Decoding the Narrative of Conspiracy Theories Using Machine Learning Model
A machine learning model distinguishes the conspiracy theory from the actual events and aids in understanding the narrative behind such theories.
For a while, the spread of conspiracy theories has become the new normal in social media. As the political and societal preferences are altering, the extent of such theories is getting accelerated. Before the USA elections this year, conspiracy theory QAnon dominated social media. The theory not only proved divisive but also led to the evolution of hate crimes amidst the historic presidential elections. More than one lakh accounts supporting QAnon were removed by Facebook and Twitter last month. Conspiracy theories like QAnon add burden to the pre-existing flaws ingrained in the society. With its divisive attributes, conspiracy theories seeds hate-mongering, communalism, and racism. According to the Merriam Webster dictionary, a conspiracy theory explains an event or set of circumstances as the result of a secret plot by usually powerful conspirators. Additionally, it targets only one cohort group that has the potential to alter the outcomes of an event.
The humongous challenge that regulatory authorities often face while dealing with conspiracy theories is navigating these theories’ origin. Certainly, these theories are based on a specific narrative that a particular group follows. But tracing such groups in social media becomes perverse as either the groups get dissipated, or the activities in such groups are fleeting. Additionally, as these groups communicated in encrypted languages, it becomes extremely difficult to understand the context of such communication. While regulatory authorities and social media executives have taken cognizance to curb this new mechanism that segments the society, researchers are working to trace the origin and narrative of such theories.

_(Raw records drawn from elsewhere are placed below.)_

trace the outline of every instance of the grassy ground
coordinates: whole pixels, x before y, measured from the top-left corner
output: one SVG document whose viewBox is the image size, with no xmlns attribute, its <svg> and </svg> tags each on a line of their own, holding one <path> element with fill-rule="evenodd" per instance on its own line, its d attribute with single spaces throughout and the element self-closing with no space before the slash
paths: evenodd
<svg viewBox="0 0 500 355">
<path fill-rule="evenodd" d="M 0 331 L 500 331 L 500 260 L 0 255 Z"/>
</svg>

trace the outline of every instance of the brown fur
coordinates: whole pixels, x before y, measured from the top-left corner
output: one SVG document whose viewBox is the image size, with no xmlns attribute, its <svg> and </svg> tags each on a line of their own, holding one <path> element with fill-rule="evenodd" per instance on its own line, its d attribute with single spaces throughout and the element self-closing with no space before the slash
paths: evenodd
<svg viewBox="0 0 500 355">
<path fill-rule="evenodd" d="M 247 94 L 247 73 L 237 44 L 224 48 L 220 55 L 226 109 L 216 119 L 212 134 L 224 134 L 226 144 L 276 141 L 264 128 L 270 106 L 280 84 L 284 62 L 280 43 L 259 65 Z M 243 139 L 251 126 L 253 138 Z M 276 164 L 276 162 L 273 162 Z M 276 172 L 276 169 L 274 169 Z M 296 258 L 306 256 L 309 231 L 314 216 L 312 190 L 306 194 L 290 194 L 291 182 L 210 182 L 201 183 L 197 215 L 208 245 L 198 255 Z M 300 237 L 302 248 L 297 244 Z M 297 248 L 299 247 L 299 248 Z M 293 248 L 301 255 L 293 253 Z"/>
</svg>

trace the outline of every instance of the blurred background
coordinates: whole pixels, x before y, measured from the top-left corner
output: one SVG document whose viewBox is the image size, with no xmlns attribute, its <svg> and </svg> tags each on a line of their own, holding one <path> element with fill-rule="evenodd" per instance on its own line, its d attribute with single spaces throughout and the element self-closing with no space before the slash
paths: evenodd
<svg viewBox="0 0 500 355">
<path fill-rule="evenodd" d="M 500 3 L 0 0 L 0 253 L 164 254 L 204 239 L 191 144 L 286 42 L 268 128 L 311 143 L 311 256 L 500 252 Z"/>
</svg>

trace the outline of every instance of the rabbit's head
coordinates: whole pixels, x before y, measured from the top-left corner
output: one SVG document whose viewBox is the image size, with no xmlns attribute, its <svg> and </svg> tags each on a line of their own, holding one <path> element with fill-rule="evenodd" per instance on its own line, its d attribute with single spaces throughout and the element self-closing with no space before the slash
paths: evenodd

To acknowledge the challenges of conspiracy theories, researchers at the University of California have created an AI model that distinguishes between actual conspiracy theory from the real incidents. The research paper titled “An Automated Pipeline for the discovery of conspiracy and conspiracy theory narrative frameworks: Bridgegate, Pizzagate, and Storytelling on the web” cites that a graphical generative machine learning model can identify the context of posts on social media. The model has nodes that represent actors/actants, and multi-edges and self-loops among nodes capture context-specific relationships. The researchers have based their work on two separate comprehensive repositories of blog posts and news articles describing the well-known conspiracy theory Pizzagate from 2016, and the New Jersey political conspiracy Bridgegate from 2013.
Additionally, the researchers have captured context-specific actants and interactant relationships by developing a system of supernodes and subnodes. They have constructed an actant-relationship network, which constitutes the underlying generative narrative framework for each theory. Further, this model identifies the Pizzagate framework that relies on the conspiracy theorists’ interpretation of “hidden knowledge” to link otherwise unlinked domains of human interaction, which is an important feature of conspiracy theories. The model also contrasts this from the single domain focus of an actual conspiracy theory. It implies that Pizzagate spreads nationally, whereas Bridgegate was confined to only New Jersey politics.
Researchers have also highlighted the structural differences between the two narrative frameworks that private and public analysts can use to help distinguish between conspiracy theories and conspiracies.
What are Pizzagate and Bridgegate?
Evolved in the year 2016, Pizzagate is a false conspiracy theory that claimed Hilary Clinton and her former campaign chair, John Podesta, ran a pedophilia ring at the basement of a pizzeria in Washington DC. Followed by which, an armed man started shooting near the pizzeria at the Comet Ping Pong area of Washington DC. Fortunately, no casualties or human damage were reported. However, investigations revealed that Pizzagate was initiated on the troll haven and message board 4chan. Donald Trump supporters are accused of heavily circulating this conspiracy theory on social media before the 2016 USA elections.
Bridgegate is a conspiracy theory which revealed the discrepancies in the elections campaign during 2013 the New Jersey’s re-election. In September 2013, the port officials closed the lane between New York and New Jersey for several hours, citing that the governor wants to conduct a study about traffic in that particular lane. Investigations revealed that then New Jersey Governor Chris Christie had intentionally disrupted the traffic flow, as an act of political vengeance, infringing the constitutional provision.